Joe was a wonderful, good natured and loving father, husband, granddad and friend to everyone. He was like a private emergency service who sprang into action to support any call for help no matter how large and small. Meanwhile, he would attend to DIY emergencies and car trouble on a near daily basis. When I first got to know him, I think we both quickly realised that his skill set was one that I could never emulate. My ineptitude in these areas were a great source of amusement to him. As he once observed: “Andrew thinks manual labour is a Spanish cocktail.”
When Daressa and I bought our first house, we could not have managed without Joe’s untiring assistance and support. That was even more the case when we moved to our current home. When he became a granddad, Joe (and Vera) offered us huge support, so that we could juggle parenthood with our working lives. (We wouldn’t have managed without them). Joe doted on Patrick and Cian. And they loved him. His patience, inventiveness and care in entertaining and nurturing them was peerless.

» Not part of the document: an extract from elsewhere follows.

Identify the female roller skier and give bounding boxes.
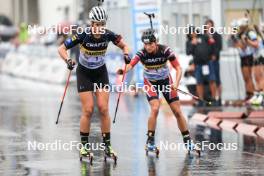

Finally, Joe’s dedication as a Saints fan was without parallel. He was an unpaid Performance Analyst before the term had been conceived. Following any game, no matter what the result, he would immediately watch and then re-watch the video. If it hadn’t been televised, he would be first in the queue to rent a copy of the video from the club. He provided expert analysis through pause, freeze frame, re-wind and frame by frame analysis of how each try had been scored or conceded. If that wasn’t enough, no transgression by the referee or opposition player would get by him through application of the same painstaking process. The rest of the family would always try to silence any confident prediction of a result, particularly during the course of a game, as it was guaranteed to put a hex on the team’s performance!
Above all, what Joe gave to all of us was an infectious love of life that made him so loved and popular.